I've written a small program to calculate prime numbers using the naive division algorithm. In order to improve the performance, I thought it should only check the divisibility based on previously detected primes less than equal to the number's square root. In order to do that, I need to keep track of the primes. I've implemented it using dynamic arrays. (eg Using new
and delete
). Should I use std::vector
instead? Which is better in terms of performance? (Maintenance is not an issue.) Any help would be appreciated. 😊
The ideal answer:
How should any of us know? It depends on your compiler, your OS, your architecture, your standard library implementation, the alignment of the planets...

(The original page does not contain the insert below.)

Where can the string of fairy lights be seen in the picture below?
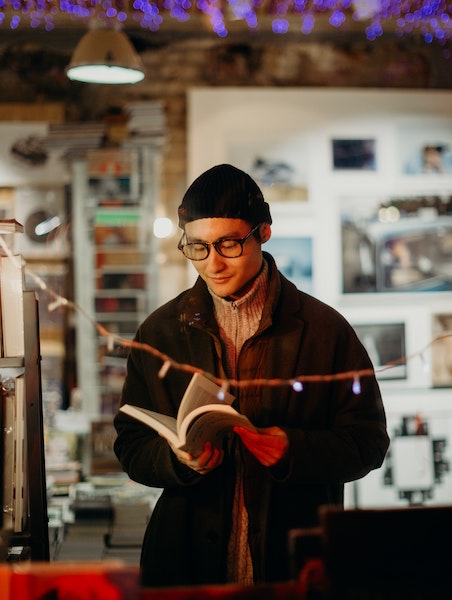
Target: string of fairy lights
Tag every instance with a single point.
(431, 19)
(297, 382)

Benchmark it. Possibly with this . (Haven't used it, but it seems simple enough to use.)
The practical answer:
Use std::vector
. Every new
and delete
you make is a chance for a memory leak, or a double- delete
, or otherwise forgetting to do something. std::vector
basically does this under the hood anyway. You're more likely to get a sizeable performance boost by maxing out your optimization flags (if you're using gcc
, try -Ofast
and -march=native
).
Also:
Maintenance is not an issue.
Doubt it. Trust me on this one. If nothing else, at least comment your code (but that's another can of worms).
为了您的目的,向量可能会更好,这样您就不必担心内存管理(例如,增加数组大小并复制以前的结果),或保留太多内存来存储结果。